Несчастная задрожала.
– Шесть месяцев! Шесть месяцев тюрьмы! – вскричала она. – Шесть месяцев зарабатывать семь су в день! Что же будет с Козеттой? С моей дочкой! С моей дочкой! Но ведь я и так должна Тенардье больше ста франков, знаете ли вы об этом, господин полицейский надзиратель?
Она поползла к нему на коленях по мокрому каменному полу, истоптанному грязными сапогами всех этих людей.

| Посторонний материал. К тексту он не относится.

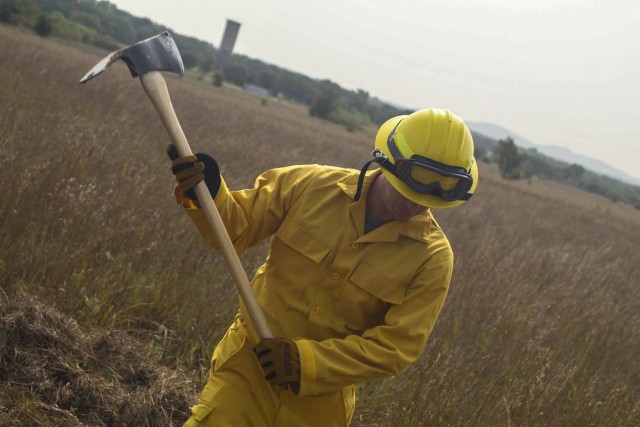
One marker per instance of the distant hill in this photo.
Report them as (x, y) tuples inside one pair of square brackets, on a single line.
[(559, 153)]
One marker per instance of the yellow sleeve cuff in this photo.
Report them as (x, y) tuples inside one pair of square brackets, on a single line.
[(308, 370)]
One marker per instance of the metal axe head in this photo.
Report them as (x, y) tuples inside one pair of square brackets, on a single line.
[(157, 53)]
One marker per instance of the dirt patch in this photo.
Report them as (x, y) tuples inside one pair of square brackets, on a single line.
[(54, 372)]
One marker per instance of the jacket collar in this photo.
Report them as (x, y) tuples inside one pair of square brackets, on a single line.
[(417, 228)]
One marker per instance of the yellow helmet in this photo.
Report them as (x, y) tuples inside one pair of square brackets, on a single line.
[(428, 157)]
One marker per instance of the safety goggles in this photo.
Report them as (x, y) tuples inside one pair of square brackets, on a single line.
[(423, 175)]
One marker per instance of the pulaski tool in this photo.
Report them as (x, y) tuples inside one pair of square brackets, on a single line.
[(146, 59)]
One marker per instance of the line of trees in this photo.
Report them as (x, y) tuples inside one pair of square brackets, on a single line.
[(102, 24), (516, 163)]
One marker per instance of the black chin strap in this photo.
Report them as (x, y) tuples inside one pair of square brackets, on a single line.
[(378, 157)]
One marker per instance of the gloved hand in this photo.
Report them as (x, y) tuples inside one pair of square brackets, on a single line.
[(190, 170), (280, 362)]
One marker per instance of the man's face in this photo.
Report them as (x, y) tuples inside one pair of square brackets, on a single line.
[(394, 206)]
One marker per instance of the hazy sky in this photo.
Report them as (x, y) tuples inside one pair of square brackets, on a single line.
[(560, 72)]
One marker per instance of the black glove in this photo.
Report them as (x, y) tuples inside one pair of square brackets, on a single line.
[(280, 362), (190, 170)]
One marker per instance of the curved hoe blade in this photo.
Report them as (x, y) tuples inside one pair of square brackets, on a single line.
[(157, 53)]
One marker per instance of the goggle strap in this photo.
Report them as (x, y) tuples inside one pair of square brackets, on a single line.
[(380, 160)]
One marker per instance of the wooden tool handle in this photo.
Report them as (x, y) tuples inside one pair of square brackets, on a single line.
[(156, 89)]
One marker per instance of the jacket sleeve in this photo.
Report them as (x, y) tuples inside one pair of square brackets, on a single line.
[(251, 215), (384, 350)]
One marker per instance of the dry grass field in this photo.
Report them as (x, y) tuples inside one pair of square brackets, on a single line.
[(541, 327)]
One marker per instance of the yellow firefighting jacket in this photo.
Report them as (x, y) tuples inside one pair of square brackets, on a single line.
[(359, 306)]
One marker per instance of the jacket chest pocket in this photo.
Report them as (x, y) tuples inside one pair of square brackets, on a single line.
[(366, 297), (294, 258)]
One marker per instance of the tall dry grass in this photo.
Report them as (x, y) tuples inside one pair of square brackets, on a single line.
[(541, 326)]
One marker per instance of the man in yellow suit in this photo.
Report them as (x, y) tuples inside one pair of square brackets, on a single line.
[(356, 276)]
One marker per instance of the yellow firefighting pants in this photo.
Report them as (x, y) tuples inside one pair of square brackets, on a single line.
[(237, 395)]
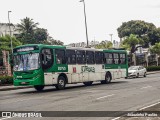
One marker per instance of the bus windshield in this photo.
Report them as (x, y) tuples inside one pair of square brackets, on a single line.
[(26, 62)]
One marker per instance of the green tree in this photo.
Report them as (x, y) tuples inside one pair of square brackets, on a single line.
[(104, 45), (130, 42), (5, 42), (26, 29), (40, 35), (146, 31), (155, 49), (27, 25)]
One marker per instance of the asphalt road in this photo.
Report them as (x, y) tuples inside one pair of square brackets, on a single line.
[(120, 95)]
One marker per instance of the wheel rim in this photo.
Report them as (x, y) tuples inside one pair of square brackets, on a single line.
[(61, 82), (107, 78)]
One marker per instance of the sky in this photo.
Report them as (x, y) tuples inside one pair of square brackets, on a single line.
[(64, 19)]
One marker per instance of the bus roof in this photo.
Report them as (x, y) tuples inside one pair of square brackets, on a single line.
[(82, 48), (41, 45), (114, 50)]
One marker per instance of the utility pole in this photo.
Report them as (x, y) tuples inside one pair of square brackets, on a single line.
[(10, 32), (85, 20)]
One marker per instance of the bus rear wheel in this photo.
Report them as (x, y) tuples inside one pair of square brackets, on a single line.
[(39, 87), (61, 83), (108, 79), (88, 83)]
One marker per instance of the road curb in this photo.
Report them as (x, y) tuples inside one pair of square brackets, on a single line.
[(153, 72), (14, 88), (24, 87)]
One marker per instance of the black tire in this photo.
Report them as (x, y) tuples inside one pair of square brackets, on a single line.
[(88, 83), (39, 87), (108, 79), (137, 75), (61, 83), (145, 74)]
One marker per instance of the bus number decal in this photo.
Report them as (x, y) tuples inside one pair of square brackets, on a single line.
[(61, 68), (87, 69)]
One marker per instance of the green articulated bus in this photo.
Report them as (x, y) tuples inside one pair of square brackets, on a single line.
[(41, 65)]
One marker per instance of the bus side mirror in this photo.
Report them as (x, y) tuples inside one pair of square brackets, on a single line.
[(11, 59)]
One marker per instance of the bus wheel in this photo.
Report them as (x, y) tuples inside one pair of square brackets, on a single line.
[(39, 87), (61, 83), (107, 79), (88, 83)]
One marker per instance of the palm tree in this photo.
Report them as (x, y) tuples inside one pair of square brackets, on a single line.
[(27, 26)]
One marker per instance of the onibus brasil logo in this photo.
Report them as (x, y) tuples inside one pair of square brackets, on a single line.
[(87, 69)]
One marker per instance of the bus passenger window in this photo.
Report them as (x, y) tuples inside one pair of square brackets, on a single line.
[(47, 58), (109, 58), (60, 56), (80, 55), (122, 58), (70, 56), (99, 57), (116, 58), (90, 57)]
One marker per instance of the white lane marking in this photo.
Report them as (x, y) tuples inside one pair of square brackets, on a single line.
[(105, 96), (146, 87), (116, 118), (149, 106), (5, 118)]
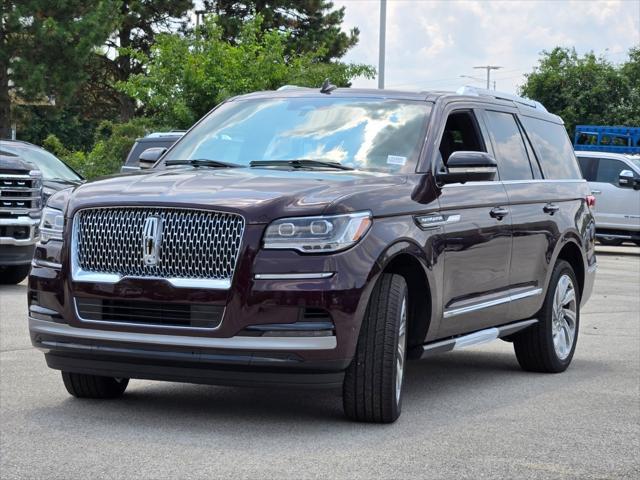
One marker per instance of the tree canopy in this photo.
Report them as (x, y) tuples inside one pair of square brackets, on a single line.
[(187, 75), (311, 25), (587, 89)]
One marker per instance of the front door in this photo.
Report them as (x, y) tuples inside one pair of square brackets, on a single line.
[(477, 237)]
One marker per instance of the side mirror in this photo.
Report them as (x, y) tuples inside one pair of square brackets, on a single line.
[(150, 156), (465, 167), (627, 179)]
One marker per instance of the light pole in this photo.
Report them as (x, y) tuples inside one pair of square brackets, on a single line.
[(383, 28), (488, 68)]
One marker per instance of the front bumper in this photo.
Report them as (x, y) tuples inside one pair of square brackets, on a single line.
[(242, 361)]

– Господин Жавер! – говорила она, в отчаянии ломая руки. – Умоляю вас, пощадите меня! Уверяю вас, я не виновата. Если бы вы были там с самого начала, вы бы сами увидели, что я говорю правду! Клянусь богом, я нe виновата. Этот господин, которого я не знаю, ни с того ни с сего сунул мне ком снега за ворот платья. Разве разрешается совать снег за ворот, когда мы ходим по улице и никого не трогаем? Меня всю так и перевернуло. Я, видите ли, не совсем здорова! А потом он и до этого довольно долго говорил мне разные обидные слова. Уродина! Беззубая! Я и без того знаю, что у меня нет зубов. Я ничего не делала, я думала про себя: «Ну что ж, господин забавляется». Я вела себя с ним хорошо, я с ним не разговаривала. Но он сунул мне снег за шиворот. Господин Жавер, добрый господин надзиратель! Неужели же там, за дверью, не найдется ни одного человека, который видел, как было дело, и мог бы подтвердить, что это правда? Может быть, нехорошо, что я рассердилась. Но знаете, в первую минуту не владеешь собой. Бывает, и погорячишься. И когда вам на спину неожиданно попадает что-нибудь холодное… Я виновата, что испортила шляпу этого господина. Зачем он ушел? Я бы попросила у него прощения. О господи. мне это ничего не стоит, я бы попросила у него прощения. Помилуйте меня на этот раз, господин Жавер. Послушайте, вы же знаете, в тюрьме зарабатывают только семь су в день, правительство в этом не виновато, но там зарабатывают только по семь су в день, а ведь я, вы можете себе представить, я ведь должна выплатить сто франков, или мне привезут мою крошку. Боже всемогущий! Я не могу взять ее к себе. То, что я делаю, так гадко! О моя Козетта, мой ангелочек, что только с ней будет, с моей бедной деткой! Вы знаете, эти Тенардье – крестьяне, трактирщики, их не урезонишь. Подайте им деньги, и никаких разговоров. Не сажайте меня в тюрьму! Ведь мою крошку сейчас же выбросят вон, на большую дорогу, иди куда глаза глядят, зимой! Вы должны сжалиться над ней, вы добрый, господин Жавер. Если бы она была постарше, она бы сама зарабатывала себе на жизнь, но она еще не может, она ведь совсем маленькая. В конце концов я не такая уж дурная женщина. Не подлость и не жадность сделали из меня то, чем я стала. Если я пила водку, то с горя. Я совсем ее не люблю, но она как-то оглушает. Когда мне лучше жилось, вам стоило бы только заглянуть в мои шкафы, и вы бы сразу увидели, что я не какая-нибудь ветреница и что я люблю порядок. У меня и белье было, много белья. Сжальтесь надо мной, господин Жавер!